As with anything cheap is cheap and good is not cheap. The old saying you get what you pay for. What I don't understand with many on this forum they buy something cheaper than spen $ to make it better why not buy something better to start with. Just my $.02.

Warren


----------



## Glock9x19 (Feb 25, 2020)

Old Country Pecos from Academy is what you seek.  Wrangler is seemingly discontinued.


----------



## RiversideSm0ker (Feb 25, 2020)

I’ve had mine for over two years now. I was super lucky to get it on clearance at Walmart for only $75. I’m going to say though that I still believe it’s worth the $300 price tag. 

I’m going to say that in my opinion all of the mods you hear about are just not mandatory. The only mod I have ever used is the lavalock seal around the door of the cooking chamber. I honestly recommend that as the only mod to begin with. Sure you can buy all of the tuning plates and all but the cost will double. For that price you are really approaching the top grade brand price for an entry level offset.

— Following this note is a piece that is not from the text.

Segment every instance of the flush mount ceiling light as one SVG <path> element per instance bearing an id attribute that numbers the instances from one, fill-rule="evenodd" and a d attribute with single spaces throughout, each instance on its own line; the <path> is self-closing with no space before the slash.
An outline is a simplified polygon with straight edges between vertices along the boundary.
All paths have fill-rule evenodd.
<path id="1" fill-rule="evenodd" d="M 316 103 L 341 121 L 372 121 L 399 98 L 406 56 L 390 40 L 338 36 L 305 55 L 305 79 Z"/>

My OKJ has cooked hundreds of pounds of some of the best barbecue I have ever eaten. All without mods. For myself it’s more than big enough to cook everything I need. It’s just my wife and me so that’s never a consideration. I have smoked three racks of baby backs at once plus brats on the hotter side and still had space leftover. I doubt that space will be your issue unless you are cooking for a block party. I’m positive I could easily smoke some pork butts at the same time.

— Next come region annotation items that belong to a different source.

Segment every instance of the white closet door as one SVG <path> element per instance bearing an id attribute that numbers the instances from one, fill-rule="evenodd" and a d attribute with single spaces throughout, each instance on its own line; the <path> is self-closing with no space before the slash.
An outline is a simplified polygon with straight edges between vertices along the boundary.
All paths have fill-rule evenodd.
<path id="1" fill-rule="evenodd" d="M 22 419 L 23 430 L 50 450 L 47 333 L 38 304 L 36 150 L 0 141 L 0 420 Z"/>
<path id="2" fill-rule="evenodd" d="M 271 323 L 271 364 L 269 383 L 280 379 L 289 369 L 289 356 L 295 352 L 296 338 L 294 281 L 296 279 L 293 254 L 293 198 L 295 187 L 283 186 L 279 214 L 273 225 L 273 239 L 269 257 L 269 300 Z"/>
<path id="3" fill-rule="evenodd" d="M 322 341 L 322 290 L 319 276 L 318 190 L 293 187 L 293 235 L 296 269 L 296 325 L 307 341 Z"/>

I’d like to challenge you to consider if an offset is truly the right choice for you though? It’s a commitment to time and attention when you cook. Maintaining a steady temp takes consistent attention throughout a cook. When you cook a brisket for 17 hours the lack of sleep can be rough. Totally worth it in my case but you may not believe that would be the same for you. A very solid alternative would be a Weber Smokey mountain. With something like that you can get a much longer unattended cook if that’s appealing to you. The cost would be just a bit more for the largest 22” model. It would be less than the OKJ if you decided to have the tuning plates as well.

For me the process of smoking on an offset is highly desirable. I enjoy the entire process. So for me, there is no doubt that it was the right choice. The amazing price was just an incredible bonus. Please don’t hesitate to contact me if you have any other questions about the OKJ. I’m a believer in the potential of this cooker. It’s proven it’s worth to me hundreds of times now. I’m wishing you the very best luck with whatever decision you make.
G


----------



## RiversideSm0ker (Feb 26, 2020)

HalfSmoked said:


> As with anything cheap is cheap and good is not cheap. The old saying you get what you pay for. What I don't understand with many on this forum they buy something cheaper than spen $ to make it better why not buy something better to start with. Just my $.02.
> 
> Warren


I think that it comes down to simple economics. Many people don’t have the budget to buy a premium product. That’s why I always try to address every OKJ inquiry post I see. My opinion is to just allow people to go into it with eyes wide open. If I believed all of those expensive mods were mandatory to get the results that I demand then I would warn everyone away from this product. It works very well as produced in my So Cal climate. I do agree that if you are going to shell out $600 when all is said and done to get the cooker and all of the fancy mods, then why not save a bit longer and buy serious quality from the start? I believe I can cook just as well on my OKJ Highland as I could on any top brand offset. The difference is in how well this will stand up to the test of time. Some folks like myself just have to settle for the best we can afford for the near future. I hope that the OP finds what he is looking for.
G


----------



## HalfSmoked (Feb 26, 2020)

Thanks for the like Will Squared Thanks for the like it is greatly appreciated.

Warren


----------



## Hutch218 (Mar 2, 2020)

I really appreciate all of the input. I actually ended up going with a Traeger pellet. I do want to eventually get into offset smoking, but the Traeger was a floor model listed at more than half off. I knew I also wanted to get a pellet eventually anyway (I live in Michigan, so if I want to smoke through the winters I also need something that I don't have to sit outside with the whole time), so I couldn't pass that deal up. 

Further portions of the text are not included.